- Born: March 23, 1916 Budapest, Austria-Hungary
- Died: December 6, 2017 (aged 101)
- Occupation: Endocrinologist
- Spouse: Sidney Roberts ​(died 2016)​
- Awards: Guggenheim Fellowship (1956)

Academic background
- Alma mater: Hunter College; University of Minnesota; ;
- Thesis: Studies on Methods of Chemical Assay of Estrogenic Substances and the Physiological Problem of Steroid Metabolism (1942)
- Doctoral advisor: George O. Burr

Academic work
- Discipline: Endocrinology
- Institutions: Yale University School of Medicine; UCLA School of Medicine; ;

= Clara M. Szego =

American endocrinologist (1916–2017)

Clara Marian Szego (March 23, 1916 – December 6, 2017) was an American endocrinologist. A 1956 Guggenheim Fellow, she specialized in steroid hormones and in estrogen in gynecologic tissue. She was also a professor at University of California, Los Angeles, where she was the founding chair of their Department of Physiological Chemistry.

==Biography==
===Early life and career===
Clara Marian Szego was born on March 23, 1916, in Budapest. She and her parents (who worked as teachers back in Hungary) emigrated to the United States in the early-1920s, and she lived in Gravesend, Brooklyn, during her youth. While in eighth grade, she won third place at the 1929 Chamber of Commerce of the State of New York essay contest.

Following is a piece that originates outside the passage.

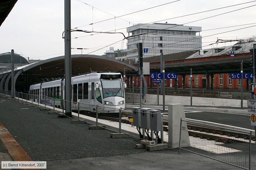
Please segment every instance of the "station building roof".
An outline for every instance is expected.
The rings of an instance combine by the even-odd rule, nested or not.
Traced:
[[[0,26],[5,20],[18,0],[0,1]]]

Szego attended Hunter College, where she was part of Phi Beta Kappa and obtained a BA in 1937. She later moved to the University of Minnesota, where she was part of Leo T. Samuels' laboratory and obtained her MS in 1939 and PhD in 1942. Her doctoral dissertation Studies on Methods of Chemical Assay of Estrogenic Substances and the Physiological Problem of Steroid Metabolism was supervised by George O. Burr. After holding several research positions at the Minnesota Medical Foundation and National Bureau of Standards, she was a postdoctoral fellow at Worcester Foundation for Experimental Biology from 1946 to 1947, working under Gregory G. Pincus.

===Academic career===
From 1947 to 1948, Szego worked as a physiological chemistry instructor at Yale University School of Medicine, where her mentor was Abraham White. In 1948, she joined the University of California, Los Angeles as the first chair of the Department of Physiological Chemistry. Originally a research associate, she was promoted to associate professor in 1949 and associate professor in 1955. She eventually became a full professor, retiring as professor emeritus, closing her UCLA lab in 1985. She also chaired the Endocrine Society Awards Committee.

Szego's scientific work specialized in steroid hormones and in estrogen in gynecologic tissue, with her lab making several discoveries in the field. Her work often intersected with oncology, particularly in relation to the causes of breast cancer and gynaeological cancer. However, her work on membrane estrogen receptors did not receive as much attention in the academic sphere as that on hormone-induced gene transcription. She developed screening tests for at-risk individuals for in utero exposure from diethylstilbestrol, having successfully advocated to ban that chemical's use as a feed additive.

Szego and her husband won the 1953 Ciba Foundation Award. In 1956, she was awarded a Guggenheim Fellowship for "studies of the primary mechanisms of steroid hormone action". She gave the 1974 Pincus Memorial Lecture. She also received a Los Angeles Woman of the Year Citation. Richard J. Pietras called her "one of the leading pioneers of steroid hormone actions in health and disease", noting "her impact on the fields of endocrinology and steroid hormone action was profound, and the full ramifications and clinical benefits of her work remain to be realized in cardiovascular, neurological, metabolic-endocrine and oncologic diseases".

===Personal life and death===
Szego was married to Sidney Roberts, a fellow graduate student at UMinn, until his death in 2016. She advocated for the inclusion of women in science, including nationally. Following her retirement, she wrote volumes of poetry under the pen name Marian Steele, with one poem published in JAMA.

Szego died on December 6, 2017, aged 101. She and her husband bequeathed $10.5 million to UCLA for scholarships, as well as a $1.5 million chair in molecular and cellular endocrinology at the medical school.